The organization kicked off a statewide tour at the Fayetteville Town Center Tuesday, bringing awareness to the issue and offering a solution.
"Our state pays, on the average, 3 times more for broadband and less access than other states," says FASTERArkansas Vice-Chair Kathy Smith. "We wanted to address that and see if we could improve that."
Devices like tablets and laptops are becoming more and more common in the classroom, and the cost to connect them is going up, says Susan Norton, Executive Director of Information Systems for Fayetteville Public Schools. Norton says the district is spending more than $300,000 on broadband this year, and the current system is not sustainable.
"We have a pretty fast-paced curriculum that involves digital literacy skills," she says. "We're doing fine in Fayetteville because we have access, but it's gotten to be cost prohibitive to be able to maintain the enhanced broadband that we need. Other districts in Arkansas do not even have providers that can deliver the bandwidth for them."
Smith says ARE-ON, the Arkansas Research Education Optical Network, is a taxpayer funded network that already connects universities and medical institutions, but state law blocks K-12 schools from using it.

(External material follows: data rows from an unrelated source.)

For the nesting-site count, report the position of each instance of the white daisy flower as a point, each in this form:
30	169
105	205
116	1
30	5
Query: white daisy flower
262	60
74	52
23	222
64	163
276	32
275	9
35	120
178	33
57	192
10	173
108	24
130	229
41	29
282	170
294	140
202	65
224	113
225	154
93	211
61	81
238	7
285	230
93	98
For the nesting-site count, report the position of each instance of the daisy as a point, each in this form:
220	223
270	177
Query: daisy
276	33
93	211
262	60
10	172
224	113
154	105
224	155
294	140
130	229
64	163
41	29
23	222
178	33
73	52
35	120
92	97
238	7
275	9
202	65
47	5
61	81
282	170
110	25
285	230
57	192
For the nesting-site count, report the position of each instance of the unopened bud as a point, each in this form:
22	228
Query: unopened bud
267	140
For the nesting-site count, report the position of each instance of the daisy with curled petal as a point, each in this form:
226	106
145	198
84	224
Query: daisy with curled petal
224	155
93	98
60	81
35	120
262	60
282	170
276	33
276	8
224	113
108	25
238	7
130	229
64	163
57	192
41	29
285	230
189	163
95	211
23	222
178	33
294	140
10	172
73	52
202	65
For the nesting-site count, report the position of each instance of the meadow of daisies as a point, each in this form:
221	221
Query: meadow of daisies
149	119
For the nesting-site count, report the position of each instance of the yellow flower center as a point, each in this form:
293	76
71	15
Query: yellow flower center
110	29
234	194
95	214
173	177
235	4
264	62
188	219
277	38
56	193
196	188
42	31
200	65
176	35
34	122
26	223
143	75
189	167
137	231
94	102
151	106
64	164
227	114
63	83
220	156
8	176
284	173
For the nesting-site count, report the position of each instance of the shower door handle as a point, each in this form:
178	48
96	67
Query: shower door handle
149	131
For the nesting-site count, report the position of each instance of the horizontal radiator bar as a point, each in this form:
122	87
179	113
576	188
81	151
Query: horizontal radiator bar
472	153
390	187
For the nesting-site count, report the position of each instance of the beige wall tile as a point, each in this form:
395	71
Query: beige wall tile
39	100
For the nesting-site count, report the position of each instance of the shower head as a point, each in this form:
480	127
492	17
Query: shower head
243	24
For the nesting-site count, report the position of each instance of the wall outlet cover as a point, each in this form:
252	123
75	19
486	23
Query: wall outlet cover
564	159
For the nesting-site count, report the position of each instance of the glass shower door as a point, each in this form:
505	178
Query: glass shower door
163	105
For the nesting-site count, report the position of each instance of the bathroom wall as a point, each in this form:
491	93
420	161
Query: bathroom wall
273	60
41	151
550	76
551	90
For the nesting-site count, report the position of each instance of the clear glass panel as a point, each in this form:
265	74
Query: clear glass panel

"There are 42 states that have an ARE-ON-like network, an optical network," Smith says. "Of those 42, Arkansas is the only one that restricts K-12 access."
Smith says opening the network to schools would greatly increase broadband access at a lower cost, but it would also allow schools to use internet2, a content rich network where students can participate in real time with scientists and others in the field worldwide.